The University should invest long-term in treating graduate students and alumni equitably with their undergraduate counterparts, a study group recommended in a strongly worded report issued during Reunions.
“Graduate students and graduate alumni should be valued as an integral part of the University community with full citizenship rights and benefits,” the Commission on Graduate Alumni Relations said in a 24-page report. Among its recommendations:
• The number of graduate alumni on the University’s 40-member Board of Trustees — three in recent years — should increase to 10 to reflect the proportion of graduate alumni (28 percent) among the alumni body.
• With the stereotype of grad students as “second-class citizens at Princeton” still lingering, the University should provide housing and gathering spaces for grad students “comparable to those for undergraduates in both quantity and quality.”
• Because the primary connection of graduate alumni to Princeton tends to be through their departments or schools, those academic units should “ramp up” their outreach to grad alumni. The report praised the Woodrow Wilson School and the history and economics departments for strong ties with their graduate alumni.
• Events held at times other than Reunions may be more likely to bring graduate alumni back to campus.
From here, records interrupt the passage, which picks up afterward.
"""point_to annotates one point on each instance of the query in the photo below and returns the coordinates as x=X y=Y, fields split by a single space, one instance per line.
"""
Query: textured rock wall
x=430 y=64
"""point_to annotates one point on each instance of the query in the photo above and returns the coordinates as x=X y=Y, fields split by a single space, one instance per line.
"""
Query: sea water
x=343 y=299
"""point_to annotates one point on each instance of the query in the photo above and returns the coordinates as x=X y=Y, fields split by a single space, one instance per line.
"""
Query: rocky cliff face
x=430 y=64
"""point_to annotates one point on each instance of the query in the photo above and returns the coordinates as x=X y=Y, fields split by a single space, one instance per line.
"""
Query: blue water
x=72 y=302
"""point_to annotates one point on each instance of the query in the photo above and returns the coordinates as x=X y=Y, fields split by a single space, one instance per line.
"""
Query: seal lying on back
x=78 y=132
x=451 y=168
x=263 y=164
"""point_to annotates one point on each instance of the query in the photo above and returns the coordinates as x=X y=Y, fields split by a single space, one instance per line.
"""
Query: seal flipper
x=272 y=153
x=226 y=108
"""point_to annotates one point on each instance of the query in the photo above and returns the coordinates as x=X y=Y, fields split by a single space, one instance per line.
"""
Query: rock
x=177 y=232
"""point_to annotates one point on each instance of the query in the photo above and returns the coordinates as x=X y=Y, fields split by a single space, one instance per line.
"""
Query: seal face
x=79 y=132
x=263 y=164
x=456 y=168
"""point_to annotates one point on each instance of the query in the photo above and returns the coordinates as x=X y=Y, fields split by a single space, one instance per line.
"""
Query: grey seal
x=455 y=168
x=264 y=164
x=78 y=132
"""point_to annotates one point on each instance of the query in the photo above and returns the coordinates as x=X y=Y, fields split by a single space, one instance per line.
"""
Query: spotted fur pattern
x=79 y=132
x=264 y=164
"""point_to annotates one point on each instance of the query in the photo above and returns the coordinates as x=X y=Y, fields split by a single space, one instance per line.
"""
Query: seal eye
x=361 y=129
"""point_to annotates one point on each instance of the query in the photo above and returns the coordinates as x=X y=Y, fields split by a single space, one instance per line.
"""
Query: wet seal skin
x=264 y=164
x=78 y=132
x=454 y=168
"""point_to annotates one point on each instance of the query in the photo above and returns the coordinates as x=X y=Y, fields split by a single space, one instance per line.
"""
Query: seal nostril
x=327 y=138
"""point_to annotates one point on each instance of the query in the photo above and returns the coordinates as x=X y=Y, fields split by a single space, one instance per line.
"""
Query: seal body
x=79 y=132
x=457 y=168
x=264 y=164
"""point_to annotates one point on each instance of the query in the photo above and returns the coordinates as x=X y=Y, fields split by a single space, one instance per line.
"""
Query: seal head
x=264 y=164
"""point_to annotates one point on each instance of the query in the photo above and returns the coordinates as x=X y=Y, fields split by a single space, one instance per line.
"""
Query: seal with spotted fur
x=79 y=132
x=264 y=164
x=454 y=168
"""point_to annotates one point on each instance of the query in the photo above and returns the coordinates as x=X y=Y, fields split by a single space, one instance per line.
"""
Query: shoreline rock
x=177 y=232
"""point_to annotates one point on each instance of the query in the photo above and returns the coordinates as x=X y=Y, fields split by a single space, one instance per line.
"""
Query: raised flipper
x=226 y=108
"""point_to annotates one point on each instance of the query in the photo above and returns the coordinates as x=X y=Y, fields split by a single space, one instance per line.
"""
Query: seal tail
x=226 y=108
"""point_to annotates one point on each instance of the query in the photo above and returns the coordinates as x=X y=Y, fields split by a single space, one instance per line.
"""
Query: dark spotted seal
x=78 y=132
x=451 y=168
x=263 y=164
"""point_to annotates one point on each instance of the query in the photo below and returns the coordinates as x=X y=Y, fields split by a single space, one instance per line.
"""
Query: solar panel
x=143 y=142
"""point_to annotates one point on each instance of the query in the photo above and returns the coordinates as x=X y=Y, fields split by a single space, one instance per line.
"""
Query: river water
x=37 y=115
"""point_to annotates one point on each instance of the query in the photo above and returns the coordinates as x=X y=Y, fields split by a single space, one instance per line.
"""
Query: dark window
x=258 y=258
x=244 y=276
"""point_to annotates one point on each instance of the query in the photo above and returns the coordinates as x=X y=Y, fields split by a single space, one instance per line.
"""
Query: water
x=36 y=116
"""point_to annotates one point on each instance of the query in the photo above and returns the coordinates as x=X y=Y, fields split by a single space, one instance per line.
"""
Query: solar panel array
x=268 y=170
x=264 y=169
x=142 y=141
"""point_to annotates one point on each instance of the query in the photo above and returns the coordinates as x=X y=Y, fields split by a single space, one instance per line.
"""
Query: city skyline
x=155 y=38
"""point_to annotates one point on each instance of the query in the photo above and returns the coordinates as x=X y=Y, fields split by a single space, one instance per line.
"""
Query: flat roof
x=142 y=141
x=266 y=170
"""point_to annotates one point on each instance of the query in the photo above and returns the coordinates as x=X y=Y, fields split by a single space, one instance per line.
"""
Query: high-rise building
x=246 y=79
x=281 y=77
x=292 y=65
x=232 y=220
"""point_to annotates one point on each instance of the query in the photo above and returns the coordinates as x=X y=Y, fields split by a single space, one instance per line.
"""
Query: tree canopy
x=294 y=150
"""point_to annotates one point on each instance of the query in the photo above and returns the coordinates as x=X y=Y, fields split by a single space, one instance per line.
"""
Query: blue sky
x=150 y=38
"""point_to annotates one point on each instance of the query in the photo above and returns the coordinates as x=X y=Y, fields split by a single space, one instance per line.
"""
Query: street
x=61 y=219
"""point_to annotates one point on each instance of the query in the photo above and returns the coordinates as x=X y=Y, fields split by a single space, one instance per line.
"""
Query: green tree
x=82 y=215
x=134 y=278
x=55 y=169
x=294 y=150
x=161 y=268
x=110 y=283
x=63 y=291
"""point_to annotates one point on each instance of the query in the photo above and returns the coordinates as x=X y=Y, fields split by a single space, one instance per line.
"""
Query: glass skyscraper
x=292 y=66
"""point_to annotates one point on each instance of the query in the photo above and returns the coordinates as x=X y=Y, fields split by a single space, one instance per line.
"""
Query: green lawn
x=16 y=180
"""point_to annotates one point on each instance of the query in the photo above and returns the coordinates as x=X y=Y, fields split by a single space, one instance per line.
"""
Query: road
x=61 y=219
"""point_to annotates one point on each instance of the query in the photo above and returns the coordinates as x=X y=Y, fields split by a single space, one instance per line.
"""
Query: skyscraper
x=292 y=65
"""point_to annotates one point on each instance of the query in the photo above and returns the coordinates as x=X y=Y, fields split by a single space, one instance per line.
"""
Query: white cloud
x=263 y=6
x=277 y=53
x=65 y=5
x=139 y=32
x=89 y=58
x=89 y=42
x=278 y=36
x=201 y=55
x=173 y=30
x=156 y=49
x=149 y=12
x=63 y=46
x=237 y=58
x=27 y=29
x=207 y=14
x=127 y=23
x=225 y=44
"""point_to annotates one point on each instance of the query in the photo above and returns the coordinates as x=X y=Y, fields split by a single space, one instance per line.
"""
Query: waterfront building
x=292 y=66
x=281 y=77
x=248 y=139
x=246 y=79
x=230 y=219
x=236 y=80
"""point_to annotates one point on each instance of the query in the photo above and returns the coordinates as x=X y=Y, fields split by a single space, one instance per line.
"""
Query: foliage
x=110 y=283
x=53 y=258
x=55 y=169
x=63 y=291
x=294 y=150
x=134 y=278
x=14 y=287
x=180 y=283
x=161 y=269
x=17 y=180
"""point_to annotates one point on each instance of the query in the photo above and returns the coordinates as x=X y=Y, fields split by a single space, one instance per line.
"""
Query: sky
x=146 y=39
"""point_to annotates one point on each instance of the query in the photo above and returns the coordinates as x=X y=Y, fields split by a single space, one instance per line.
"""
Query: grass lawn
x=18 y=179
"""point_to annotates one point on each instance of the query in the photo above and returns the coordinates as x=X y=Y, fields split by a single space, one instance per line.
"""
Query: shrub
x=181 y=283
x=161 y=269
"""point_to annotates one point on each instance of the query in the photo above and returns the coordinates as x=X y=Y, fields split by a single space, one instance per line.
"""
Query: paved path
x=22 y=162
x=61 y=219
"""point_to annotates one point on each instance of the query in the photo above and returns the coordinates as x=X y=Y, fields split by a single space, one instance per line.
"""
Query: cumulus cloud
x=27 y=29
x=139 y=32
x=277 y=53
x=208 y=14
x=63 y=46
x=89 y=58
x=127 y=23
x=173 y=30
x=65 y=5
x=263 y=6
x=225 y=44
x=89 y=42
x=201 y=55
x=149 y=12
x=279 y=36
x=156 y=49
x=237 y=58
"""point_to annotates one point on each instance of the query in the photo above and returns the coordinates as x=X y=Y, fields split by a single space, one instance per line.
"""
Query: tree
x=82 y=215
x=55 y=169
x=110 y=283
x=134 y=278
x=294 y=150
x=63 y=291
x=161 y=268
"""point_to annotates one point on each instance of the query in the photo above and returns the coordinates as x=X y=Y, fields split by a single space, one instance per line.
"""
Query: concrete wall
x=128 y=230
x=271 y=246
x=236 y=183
The report cited the Wilson School’s Graduate Alumni Weekend, held in April, and said one possibility would be for departments to create a “renaissance weekend” that would “showcase the intellectual life of the University.”
While Princeton is a leader in its engagement of undergraduate alumni, graduate alumni are “considerably less engaged,” said commission chairman Peter D. Bell *64 p*04, a senior research fellow at Harvard’s Hauser Center for Nonprofit Organizations.
The University has made advances in graduate-alumni relations, Bell said, but more action is necessary to “enrich the careers and lives of graduate alumni while strengthening the University at the same time.” He noted, for example, that if departments pursue a stronger connection with their graduate alumni, then the alumni can help by encouraging strong students to apply and by assisting graduates in finding jobs, especially outside academia.
The commission said that taking the steps would require “a substantial and sustained investment of time and money over the next five to 10 years,” but said this would offer “significant upside potential for the University.”
President Tilghman said she agreed with several of the report’s key premises, and said she planned to appoint a working group over the summer to develop an implementation plan.
Graduate School Dean William Russel and alumni leaders also expressed support for the report while noting that details will need to be worked out.
The commission, which was created by the Association of Princeton Graduate Alumni (APGA), found that responsibilities for working with graduate alumni currently are divided and marked by “insufficient staffing, overlapping missions, and inconsistent faculty outreach across departments.” The report calls for a broader role for the Graduate School and more defined missions for the APGA and for the Alumni Council’s Graduate Alumni Relations Committee.
Tilghman said that the University has begun a multiyear process of improving the quality of graduate student housing, saying much of the existing stock is “substandard.” Russel said the University is preparing to tear down the Hibben-Magie apartments and build several hundred units of graduate-student housing on the site, partnering with a private developer who would start construction in 2012 and complete the project two years later. The Butler apartments then would be torn down.“There is a sense that graduate alumni want to help make Princeton better,” said APGA president Rose Li *92, who was the commission’s executive director. “There is a lot of willingness to do more if asked.”